Radio Free Europe By Ron Synovitz 1/29/2020
When a U.S. Air Force jet crashed on January 27 on a remote plain south of Kabul, killing at least two crew members, it was initially described by the governor of Afghanistan's Ghazni Province as a civilian passenger plane.
Since then, international media have variously described it as a "modified private business jet," a "spy plane," an "electronic surveillance" aircraft, and a hub for "WiFi in the sky."
It was one of just four Bombardier E-11As that were purchased by the U.S. Air Force and "outfitted with a suite of signals intelligence and signals transfer capabilities" known as the Battlefield Airborne Communications Node (BACN), Aboulafia says.

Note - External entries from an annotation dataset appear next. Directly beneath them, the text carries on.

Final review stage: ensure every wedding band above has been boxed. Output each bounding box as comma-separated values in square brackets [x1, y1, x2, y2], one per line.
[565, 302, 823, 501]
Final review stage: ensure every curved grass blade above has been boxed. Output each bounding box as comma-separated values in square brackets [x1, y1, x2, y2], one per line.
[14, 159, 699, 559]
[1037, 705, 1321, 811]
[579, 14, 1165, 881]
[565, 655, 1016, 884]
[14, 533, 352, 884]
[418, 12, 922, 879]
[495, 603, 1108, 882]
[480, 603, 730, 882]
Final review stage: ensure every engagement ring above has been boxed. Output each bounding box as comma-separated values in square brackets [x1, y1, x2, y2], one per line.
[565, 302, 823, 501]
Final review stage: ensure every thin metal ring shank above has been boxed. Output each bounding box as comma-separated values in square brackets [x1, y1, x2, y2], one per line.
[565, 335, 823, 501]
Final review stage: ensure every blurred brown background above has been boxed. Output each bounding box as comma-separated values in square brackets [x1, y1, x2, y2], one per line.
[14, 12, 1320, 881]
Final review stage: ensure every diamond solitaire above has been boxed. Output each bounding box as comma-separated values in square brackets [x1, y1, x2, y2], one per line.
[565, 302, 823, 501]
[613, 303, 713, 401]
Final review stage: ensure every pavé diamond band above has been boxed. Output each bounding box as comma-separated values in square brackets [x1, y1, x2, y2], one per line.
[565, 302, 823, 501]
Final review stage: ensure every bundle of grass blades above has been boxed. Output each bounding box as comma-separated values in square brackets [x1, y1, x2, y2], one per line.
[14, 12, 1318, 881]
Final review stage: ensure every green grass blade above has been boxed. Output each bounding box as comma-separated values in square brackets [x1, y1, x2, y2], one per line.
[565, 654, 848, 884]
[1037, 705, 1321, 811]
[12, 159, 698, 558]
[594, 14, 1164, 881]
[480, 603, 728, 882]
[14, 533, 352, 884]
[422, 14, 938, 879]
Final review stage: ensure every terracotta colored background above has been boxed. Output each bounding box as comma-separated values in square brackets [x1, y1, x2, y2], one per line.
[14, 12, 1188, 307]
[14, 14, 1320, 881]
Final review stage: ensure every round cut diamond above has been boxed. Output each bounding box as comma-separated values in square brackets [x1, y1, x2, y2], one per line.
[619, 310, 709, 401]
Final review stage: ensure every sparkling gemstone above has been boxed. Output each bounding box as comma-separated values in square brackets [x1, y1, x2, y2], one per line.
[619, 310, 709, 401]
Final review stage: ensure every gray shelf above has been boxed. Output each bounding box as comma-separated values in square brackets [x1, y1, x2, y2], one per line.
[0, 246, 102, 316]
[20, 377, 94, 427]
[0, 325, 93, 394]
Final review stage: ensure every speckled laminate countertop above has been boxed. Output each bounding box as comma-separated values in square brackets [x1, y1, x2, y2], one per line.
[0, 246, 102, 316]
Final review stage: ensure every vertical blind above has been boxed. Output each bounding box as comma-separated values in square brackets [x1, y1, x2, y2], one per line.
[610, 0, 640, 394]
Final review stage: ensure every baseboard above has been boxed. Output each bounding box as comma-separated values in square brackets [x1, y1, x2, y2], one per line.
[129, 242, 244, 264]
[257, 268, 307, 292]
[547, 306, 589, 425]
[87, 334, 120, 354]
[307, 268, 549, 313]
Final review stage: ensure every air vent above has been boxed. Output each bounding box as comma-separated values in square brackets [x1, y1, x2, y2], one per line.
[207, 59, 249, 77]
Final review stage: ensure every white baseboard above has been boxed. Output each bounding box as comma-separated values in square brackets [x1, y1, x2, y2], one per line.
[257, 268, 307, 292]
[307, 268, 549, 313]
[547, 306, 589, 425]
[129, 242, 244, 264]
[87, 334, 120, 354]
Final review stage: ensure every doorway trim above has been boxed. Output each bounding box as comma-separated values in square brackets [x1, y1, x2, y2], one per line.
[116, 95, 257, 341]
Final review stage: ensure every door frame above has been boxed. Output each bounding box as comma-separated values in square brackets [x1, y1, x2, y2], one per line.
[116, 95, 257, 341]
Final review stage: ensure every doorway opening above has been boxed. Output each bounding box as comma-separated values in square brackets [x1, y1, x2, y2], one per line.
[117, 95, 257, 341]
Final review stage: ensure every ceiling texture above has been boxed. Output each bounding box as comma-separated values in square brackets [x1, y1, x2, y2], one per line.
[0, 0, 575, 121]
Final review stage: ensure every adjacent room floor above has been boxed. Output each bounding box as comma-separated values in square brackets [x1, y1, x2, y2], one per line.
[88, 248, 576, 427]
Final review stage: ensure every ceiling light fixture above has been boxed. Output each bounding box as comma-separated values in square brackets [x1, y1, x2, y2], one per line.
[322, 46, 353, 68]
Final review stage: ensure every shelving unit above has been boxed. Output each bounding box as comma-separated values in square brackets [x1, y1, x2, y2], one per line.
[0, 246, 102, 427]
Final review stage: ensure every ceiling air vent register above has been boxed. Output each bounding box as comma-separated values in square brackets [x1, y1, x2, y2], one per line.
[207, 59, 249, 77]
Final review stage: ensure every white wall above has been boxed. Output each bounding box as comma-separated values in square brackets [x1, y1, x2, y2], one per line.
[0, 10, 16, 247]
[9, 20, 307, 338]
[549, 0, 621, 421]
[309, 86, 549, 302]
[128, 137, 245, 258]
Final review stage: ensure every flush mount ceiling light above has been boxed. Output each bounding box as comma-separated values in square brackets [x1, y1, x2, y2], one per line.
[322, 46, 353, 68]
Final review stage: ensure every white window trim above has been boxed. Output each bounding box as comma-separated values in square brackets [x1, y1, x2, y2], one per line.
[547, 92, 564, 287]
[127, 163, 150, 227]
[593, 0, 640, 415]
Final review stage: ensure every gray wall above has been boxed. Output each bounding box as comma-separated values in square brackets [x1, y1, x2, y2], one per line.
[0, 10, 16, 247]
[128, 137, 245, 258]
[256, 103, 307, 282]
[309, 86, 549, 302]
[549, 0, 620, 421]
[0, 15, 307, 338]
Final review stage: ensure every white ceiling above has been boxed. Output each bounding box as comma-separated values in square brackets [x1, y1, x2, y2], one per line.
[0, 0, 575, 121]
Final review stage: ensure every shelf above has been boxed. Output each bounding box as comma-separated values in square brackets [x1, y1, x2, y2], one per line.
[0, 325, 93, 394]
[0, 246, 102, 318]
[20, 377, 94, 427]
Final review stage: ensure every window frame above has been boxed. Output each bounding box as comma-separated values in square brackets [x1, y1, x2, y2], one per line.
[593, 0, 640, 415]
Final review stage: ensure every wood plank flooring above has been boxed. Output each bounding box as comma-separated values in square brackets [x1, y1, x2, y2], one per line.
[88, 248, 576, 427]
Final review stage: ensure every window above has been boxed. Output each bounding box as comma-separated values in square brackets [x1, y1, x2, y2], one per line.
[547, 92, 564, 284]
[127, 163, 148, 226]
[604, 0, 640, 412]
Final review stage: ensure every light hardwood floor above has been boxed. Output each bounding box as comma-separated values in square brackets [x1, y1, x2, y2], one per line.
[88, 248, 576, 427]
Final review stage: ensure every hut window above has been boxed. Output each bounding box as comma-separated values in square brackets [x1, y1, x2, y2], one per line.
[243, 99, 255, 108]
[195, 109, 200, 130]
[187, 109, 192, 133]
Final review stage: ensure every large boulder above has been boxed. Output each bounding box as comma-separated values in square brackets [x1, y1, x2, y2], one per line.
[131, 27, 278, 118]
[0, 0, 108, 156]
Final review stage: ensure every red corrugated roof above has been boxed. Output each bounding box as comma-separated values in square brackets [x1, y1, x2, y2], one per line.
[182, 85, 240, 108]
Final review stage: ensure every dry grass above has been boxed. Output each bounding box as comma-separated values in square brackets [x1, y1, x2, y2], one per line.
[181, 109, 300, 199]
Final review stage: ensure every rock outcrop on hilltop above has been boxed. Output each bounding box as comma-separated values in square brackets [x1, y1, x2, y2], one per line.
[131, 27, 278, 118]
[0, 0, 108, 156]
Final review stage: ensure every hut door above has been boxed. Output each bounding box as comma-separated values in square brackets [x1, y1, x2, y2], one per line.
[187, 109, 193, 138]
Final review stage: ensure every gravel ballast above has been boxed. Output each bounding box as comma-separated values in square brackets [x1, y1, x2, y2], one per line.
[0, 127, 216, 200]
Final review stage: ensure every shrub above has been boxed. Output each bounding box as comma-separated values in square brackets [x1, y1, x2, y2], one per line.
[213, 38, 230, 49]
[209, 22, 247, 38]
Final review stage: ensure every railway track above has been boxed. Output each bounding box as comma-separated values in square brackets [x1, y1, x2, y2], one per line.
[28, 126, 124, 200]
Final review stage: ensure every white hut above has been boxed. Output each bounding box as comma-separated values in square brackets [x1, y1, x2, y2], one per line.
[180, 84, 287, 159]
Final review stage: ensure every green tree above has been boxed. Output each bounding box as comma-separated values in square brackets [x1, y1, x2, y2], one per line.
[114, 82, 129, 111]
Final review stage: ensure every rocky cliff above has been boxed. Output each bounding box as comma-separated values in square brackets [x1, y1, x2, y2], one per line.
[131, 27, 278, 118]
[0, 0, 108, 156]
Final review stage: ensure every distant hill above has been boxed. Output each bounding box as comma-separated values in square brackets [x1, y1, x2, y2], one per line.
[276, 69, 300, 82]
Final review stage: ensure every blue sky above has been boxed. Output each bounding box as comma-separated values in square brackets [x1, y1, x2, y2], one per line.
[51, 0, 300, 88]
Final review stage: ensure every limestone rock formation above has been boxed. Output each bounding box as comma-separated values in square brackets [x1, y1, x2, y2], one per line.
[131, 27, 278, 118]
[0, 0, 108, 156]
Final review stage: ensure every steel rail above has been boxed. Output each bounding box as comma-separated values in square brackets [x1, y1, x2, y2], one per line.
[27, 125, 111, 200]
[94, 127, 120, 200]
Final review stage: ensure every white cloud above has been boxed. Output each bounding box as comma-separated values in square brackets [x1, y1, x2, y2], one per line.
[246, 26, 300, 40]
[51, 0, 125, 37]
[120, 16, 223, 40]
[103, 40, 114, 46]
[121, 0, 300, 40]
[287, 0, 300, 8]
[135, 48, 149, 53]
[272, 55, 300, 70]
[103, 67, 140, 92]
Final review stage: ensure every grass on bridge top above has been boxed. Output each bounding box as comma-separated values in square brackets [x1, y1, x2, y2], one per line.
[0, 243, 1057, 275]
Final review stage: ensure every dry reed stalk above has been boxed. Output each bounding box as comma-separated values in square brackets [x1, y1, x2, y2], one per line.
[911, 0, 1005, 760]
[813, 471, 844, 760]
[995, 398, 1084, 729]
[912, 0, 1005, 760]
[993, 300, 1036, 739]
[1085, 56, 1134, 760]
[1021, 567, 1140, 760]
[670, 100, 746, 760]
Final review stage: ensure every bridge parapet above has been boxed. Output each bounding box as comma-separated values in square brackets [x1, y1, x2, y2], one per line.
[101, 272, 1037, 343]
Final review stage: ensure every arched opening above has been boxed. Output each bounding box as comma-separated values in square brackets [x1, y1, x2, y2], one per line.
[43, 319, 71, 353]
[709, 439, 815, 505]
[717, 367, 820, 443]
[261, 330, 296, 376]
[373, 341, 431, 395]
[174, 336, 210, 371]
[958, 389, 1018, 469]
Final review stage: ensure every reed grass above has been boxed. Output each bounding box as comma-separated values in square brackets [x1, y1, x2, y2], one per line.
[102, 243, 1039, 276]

GlobalSecurity.org, a U.S. based security think tank, says the U.S. Air Force developed the E-11As BACN payload in response to "communications shortfalls" that led to a 2005 battlefield disaster for U.S. forces in northern Afghanistan.
The U.S. military has rejected Taliban claims that its fighters shot down the E-11A in Ghazni Province, saying the cause of the crash is still under investigation but that there is no sign it was shot down.
Rather than a widespread field of debris, the footage shows the plane's upright fuselage still connected with the tail section -- suggesting it had made a crash landing rather than being downed by a rocket or antiaircraft fire.